3. Table of Contents

4. List of tables, charts and/or diagrams, if any

5. Scope and Methodology of your report

Explain the scope of your report – what does it cover, what it does not, and why. Explain how you conducted your research, what data you collected and how.

6. Text of your report, divided into chapters or sections

Chapters/sections make it easier for the evaluator to grasp the message your report is conveying.

7. Conclusion of your report – summarizing the main findings of your report.

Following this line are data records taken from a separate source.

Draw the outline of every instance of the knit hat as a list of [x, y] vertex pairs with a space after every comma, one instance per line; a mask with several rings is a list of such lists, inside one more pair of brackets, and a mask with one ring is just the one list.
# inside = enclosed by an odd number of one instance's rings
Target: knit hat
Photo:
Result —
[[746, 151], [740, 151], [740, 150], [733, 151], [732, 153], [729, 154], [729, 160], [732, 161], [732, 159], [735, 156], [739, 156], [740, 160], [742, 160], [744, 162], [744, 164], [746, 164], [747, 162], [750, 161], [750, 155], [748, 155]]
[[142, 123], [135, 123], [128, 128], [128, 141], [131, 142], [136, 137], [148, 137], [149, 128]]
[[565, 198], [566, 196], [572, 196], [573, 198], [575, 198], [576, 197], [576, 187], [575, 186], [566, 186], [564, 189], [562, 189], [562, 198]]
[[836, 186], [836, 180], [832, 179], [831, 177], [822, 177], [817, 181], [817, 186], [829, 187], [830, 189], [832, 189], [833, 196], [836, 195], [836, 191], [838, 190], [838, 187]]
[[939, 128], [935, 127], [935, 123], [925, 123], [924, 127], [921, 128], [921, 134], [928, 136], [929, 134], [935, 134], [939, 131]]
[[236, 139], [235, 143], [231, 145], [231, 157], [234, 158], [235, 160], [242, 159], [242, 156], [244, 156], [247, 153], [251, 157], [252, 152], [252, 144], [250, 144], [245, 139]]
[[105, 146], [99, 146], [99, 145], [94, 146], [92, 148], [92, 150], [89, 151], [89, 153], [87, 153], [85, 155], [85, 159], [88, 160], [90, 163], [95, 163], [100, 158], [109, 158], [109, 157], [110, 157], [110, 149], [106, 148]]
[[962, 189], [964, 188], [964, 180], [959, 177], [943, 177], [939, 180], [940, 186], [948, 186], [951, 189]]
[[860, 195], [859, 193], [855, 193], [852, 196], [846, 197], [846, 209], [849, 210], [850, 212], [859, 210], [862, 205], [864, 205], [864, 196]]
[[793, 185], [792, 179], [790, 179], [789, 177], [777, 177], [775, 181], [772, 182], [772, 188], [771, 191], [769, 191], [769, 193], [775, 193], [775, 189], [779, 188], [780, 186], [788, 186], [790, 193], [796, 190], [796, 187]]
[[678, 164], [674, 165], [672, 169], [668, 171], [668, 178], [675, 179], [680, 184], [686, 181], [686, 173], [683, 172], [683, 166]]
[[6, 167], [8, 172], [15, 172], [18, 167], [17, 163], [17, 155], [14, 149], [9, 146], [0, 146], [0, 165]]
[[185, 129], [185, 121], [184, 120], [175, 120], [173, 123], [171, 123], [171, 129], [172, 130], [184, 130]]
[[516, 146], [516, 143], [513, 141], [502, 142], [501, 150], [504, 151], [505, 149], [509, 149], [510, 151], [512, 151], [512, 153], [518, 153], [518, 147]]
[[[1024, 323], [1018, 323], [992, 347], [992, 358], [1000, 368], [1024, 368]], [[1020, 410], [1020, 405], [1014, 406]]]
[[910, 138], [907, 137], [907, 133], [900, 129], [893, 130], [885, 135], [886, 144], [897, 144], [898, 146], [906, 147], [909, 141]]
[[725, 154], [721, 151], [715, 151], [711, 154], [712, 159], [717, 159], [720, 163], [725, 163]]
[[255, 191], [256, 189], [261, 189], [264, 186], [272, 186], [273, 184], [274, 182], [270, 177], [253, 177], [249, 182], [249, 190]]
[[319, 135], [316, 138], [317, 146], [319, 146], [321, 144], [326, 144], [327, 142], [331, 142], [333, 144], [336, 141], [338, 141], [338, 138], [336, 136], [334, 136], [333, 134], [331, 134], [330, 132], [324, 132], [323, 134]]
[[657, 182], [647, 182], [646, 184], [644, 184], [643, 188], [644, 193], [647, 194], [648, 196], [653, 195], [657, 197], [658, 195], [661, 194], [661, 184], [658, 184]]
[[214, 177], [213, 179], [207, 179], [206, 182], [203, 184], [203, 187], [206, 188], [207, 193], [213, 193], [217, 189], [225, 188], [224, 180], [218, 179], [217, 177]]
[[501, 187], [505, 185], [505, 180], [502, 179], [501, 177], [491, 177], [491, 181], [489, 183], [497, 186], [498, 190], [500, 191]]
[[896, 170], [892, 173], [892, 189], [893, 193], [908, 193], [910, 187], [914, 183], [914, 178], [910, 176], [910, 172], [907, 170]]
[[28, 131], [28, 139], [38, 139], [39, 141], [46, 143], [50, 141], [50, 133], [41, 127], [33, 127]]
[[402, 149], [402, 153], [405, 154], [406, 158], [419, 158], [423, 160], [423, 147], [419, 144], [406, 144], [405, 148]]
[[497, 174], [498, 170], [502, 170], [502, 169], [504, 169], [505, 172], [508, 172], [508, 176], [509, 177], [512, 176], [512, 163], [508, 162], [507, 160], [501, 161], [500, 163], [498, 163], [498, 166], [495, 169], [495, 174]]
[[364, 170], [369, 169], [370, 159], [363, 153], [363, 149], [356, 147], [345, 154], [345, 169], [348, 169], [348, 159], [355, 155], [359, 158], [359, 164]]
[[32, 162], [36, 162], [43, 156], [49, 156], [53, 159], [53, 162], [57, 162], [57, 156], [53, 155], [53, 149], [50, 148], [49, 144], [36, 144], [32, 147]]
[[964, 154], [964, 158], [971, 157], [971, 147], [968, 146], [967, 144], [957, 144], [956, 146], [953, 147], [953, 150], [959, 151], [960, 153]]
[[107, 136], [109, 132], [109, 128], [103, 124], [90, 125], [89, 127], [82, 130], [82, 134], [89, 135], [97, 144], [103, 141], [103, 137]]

Always, always summarize your report – once at the beginning (in the Executive Summary) and once at the end (in the Conclusion).

8. Bibliography

9. Appendices

Appendices contain reference information that might take away from the readability of the report if included in the main body. This may include copies, questionnaires or tools designed to help the reader implement the recommendations contained in your report. Appendices should be numbered or lettered (i.e. Appendix 1 or Appendix A) to help readers locate the document they are seeking, and should also be listed in your table of contents.

Submitting your research report

AMCTO will assign you to a Marker after you receive approval on your Work Plan. You will have direct contact with your marker via email for the submission of your Report.

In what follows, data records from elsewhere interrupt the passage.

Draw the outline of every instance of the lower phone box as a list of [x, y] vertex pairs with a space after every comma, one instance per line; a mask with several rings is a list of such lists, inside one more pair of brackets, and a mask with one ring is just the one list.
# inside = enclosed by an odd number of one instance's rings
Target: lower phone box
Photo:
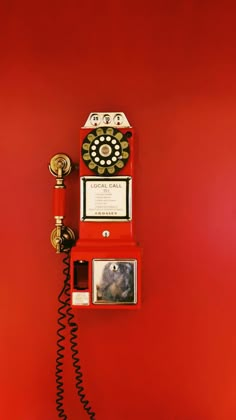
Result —
[[88, 261], [74, 261], [72, 305], [135, 305], [137, 260], [94, 259], [88, 287]]

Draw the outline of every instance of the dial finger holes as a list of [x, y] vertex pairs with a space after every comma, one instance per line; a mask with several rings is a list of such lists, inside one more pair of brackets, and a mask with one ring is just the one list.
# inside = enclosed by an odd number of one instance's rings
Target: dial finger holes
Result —
[[83, 144], [83, 149], [84, 150], [89, 150], [89, 143], [84, 143]]
[[[96, 123], [96, 115], [94, 122]], [[119, 119], [117, 118], [117, 125]], [[108, 125], [108, 120], [106, 120]], [[125, 150], [124, 150], [125, 149]], [[85, 165], [97, 175], [114, 175], [129, 159], [129, 143], [126, 137], [114, 127], [98, 127], [84, 139], [82, 158]]]
[[115, 173], [115, 166], [108, 166], [108, 168], [107, 168], [107, 172], [108, 172], [110, 175], [113, 175], [113, 174]]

Evaluation: how will your report be graded?

Each report will be graded based on its content. However, the following common elements will be sought by the Marker:

1. Content

- Does the report demonstrate clear and independent and original thinking?

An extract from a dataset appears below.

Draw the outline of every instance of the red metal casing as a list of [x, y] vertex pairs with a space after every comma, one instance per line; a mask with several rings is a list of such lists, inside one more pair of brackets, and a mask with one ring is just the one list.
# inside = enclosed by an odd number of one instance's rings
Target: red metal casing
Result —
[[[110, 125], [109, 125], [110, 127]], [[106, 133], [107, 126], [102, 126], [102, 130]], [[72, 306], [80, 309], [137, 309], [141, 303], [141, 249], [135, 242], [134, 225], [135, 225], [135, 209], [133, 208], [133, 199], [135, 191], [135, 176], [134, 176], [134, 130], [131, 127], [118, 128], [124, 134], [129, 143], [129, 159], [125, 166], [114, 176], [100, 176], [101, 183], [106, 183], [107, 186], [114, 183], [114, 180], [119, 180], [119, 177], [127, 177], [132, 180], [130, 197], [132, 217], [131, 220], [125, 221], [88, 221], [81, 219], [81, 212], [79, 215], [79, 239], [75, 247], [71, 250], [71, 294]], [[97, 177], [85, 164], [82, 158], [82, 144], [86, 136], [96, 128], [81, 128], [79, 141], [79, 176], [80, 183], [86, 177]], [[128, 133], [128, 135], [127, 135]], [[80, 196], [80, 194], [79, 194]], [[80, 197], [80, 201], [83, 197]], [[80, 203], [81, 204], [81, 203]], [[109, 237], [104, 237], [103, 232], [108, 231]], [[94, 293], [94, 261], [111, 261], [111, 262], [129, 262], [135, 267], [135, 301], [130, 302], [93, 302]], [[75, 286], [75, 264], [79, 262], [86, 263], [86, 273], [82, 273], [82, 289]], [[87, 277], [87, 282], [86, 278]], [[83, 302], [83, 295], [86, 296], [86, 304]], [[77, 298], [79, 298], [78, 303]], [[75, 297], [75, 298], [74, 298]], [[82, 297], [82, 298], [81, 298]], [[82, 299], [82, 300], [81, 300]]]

- Does the report demonstrate a clear purpose or thesis? Does that thesis remain the focal point of the paper, or does the paper seem to wander from point to point?

- Is the subject explored fully and in-depth enough to convey that the author has thought out her/his subject in its entirety?

2. Organization

- Is the paper organized effectively? Is reading made difficult by the organization?

- Are the most important points given the most emphasis? Are lesser points, accordingly, given less emphasis? Are there any places where major points get too little attention and minor points too much?

- Is the paper coherently organized and linked together? Are transitions from paragraph to paragraph and from point to point smooth?

3. Style

- Has the audience been taken into account? Does the report addressing its audience with the appropriate tone, purpose, etc.?

- Are sentences varied in length and style? Does the writer avoid being too choppy and short or too long and confusing?

- Is the vocabulary used original and precise or is it vague and overused?

4. Grammar and Mechanics

- Does the paper seem carefully edited?

- Do errors in punctuation, spelling, sentence structure, or grammar detract attention from the main point of the paper?